* 50 mln euros impact from French “yellow vest” protests
* But Casino keeps overall financial targets (Adds detail and background)
By Dominique Vidalon
PARIS, Jan 17 (Reuters) - Supermarket retailer Casino , which is battling investor concerns over its high debt, said revenue growth slowed down slightly in the fourth quarter as anti-government protests in France impacted sales at its Geant hypermarkets.
Casino, which is shedding assets to help cut its debts and which recorded a robust sales performance in its second-largest market of Brazil, nevertheless expected to meet its 2018 profit goals for France, and overall group and debt reduction goals.
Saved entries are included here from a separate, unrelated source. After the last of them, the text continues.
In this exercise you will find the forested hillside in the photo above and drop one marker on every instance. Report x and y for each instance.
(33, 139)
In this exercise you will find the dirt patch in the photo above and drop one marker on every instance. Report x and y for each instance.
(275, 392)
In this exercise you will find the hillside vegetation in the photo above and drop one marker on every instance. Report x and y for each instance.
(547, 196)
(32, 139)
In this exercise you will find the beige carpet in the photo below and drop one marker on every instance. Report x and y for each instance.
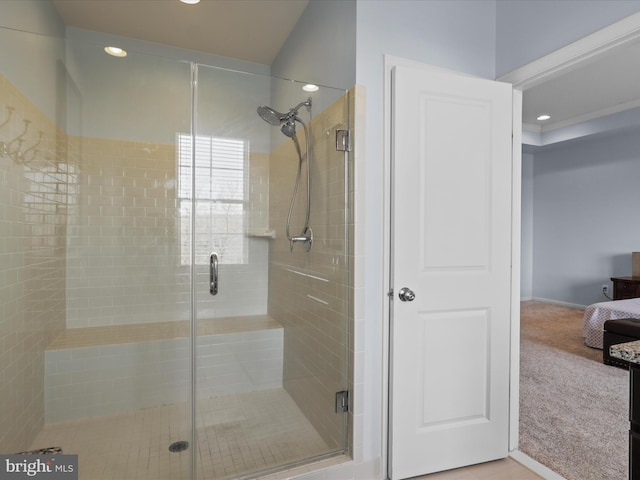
(573, 408)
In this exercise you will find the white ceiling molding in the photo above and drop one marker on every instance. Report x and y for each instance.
(591, 116)
(574, 55)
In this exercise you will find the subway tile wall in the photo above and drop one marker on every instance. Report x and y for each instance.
(107, 379)
(33, 209)
(123, 262)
The French “yellow vest” anti-government protests cost Casino about 50 million euros ($57 million) in lost revenue, Finance Chief David Lubek told reporters.
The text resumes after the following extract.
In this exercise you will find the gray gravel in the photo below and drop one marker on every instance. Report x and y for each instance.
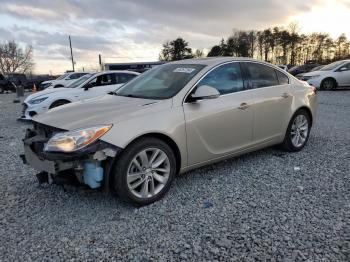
(267, 205)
Casino, which controls Brazil’s Grupo Pao de Acucar , said fourth-quarter sales reached 9.928 billion euros, above the 9.8 billion euros average in a consensus of 10 analysts’ forecasts compiled by the company.
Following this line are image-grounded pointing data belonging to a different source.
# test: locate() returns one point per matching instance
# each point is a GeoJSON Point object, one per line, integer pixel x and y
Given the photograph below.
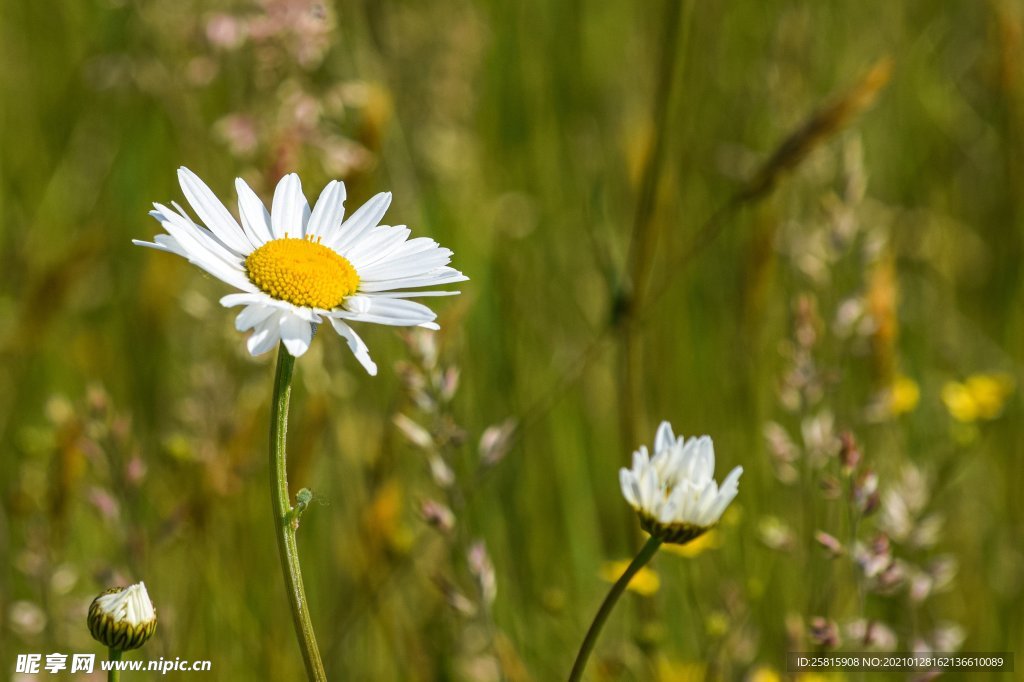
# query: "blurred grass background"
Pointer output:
{"type": "Point", "coordinates": [856, 294]}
Stripping out acquisitions, disposals, currency effects and fuel, group sales rose 5.1 percent year-on-year, a slight deceleration from 5.3 percent growth in the third quarter.
Fourth quarter figures reflected a weaker performance in France where the “yellow vest” protests resulted in blocked access to some stores, notably hypermarkets which make some 20 percent of Casino French sales.
Same-store sales at the Geant Casino hypermarkets arm in France were flat after rising 2.8 percent in the third quarter.
The “yellow vests” (‘gilets jaunes’) movement - named after the fluorescent jackets all French motorists carry in their vehicles - started in mid-November as a protest against a fuel tax but has since grown into a broader backlash against the government.
Casino reports full-year earnings on March 14.
For 2018, Casino has forecast organic growth above 10 percent in consolidated profit, excluding tax credits, and organic growth also above 10 percent in French operating profits, excluding real estate activities.
Casino, which had its credit rating cut to junk by Standard & Poor’s in March 2016, said asset sales currently amounted to 1.1 billion euros, and that it could exceed its 1.5 billion euros goal for this, which it had earmarked for early 2019.
Casino shares fell 28 percent last year, partly on concerns over its balance sheet and parent group Rallye’s ability to refinance its debt.
The stock rose 2 percent on Jan 17, and is broadly flat since the start of 2019.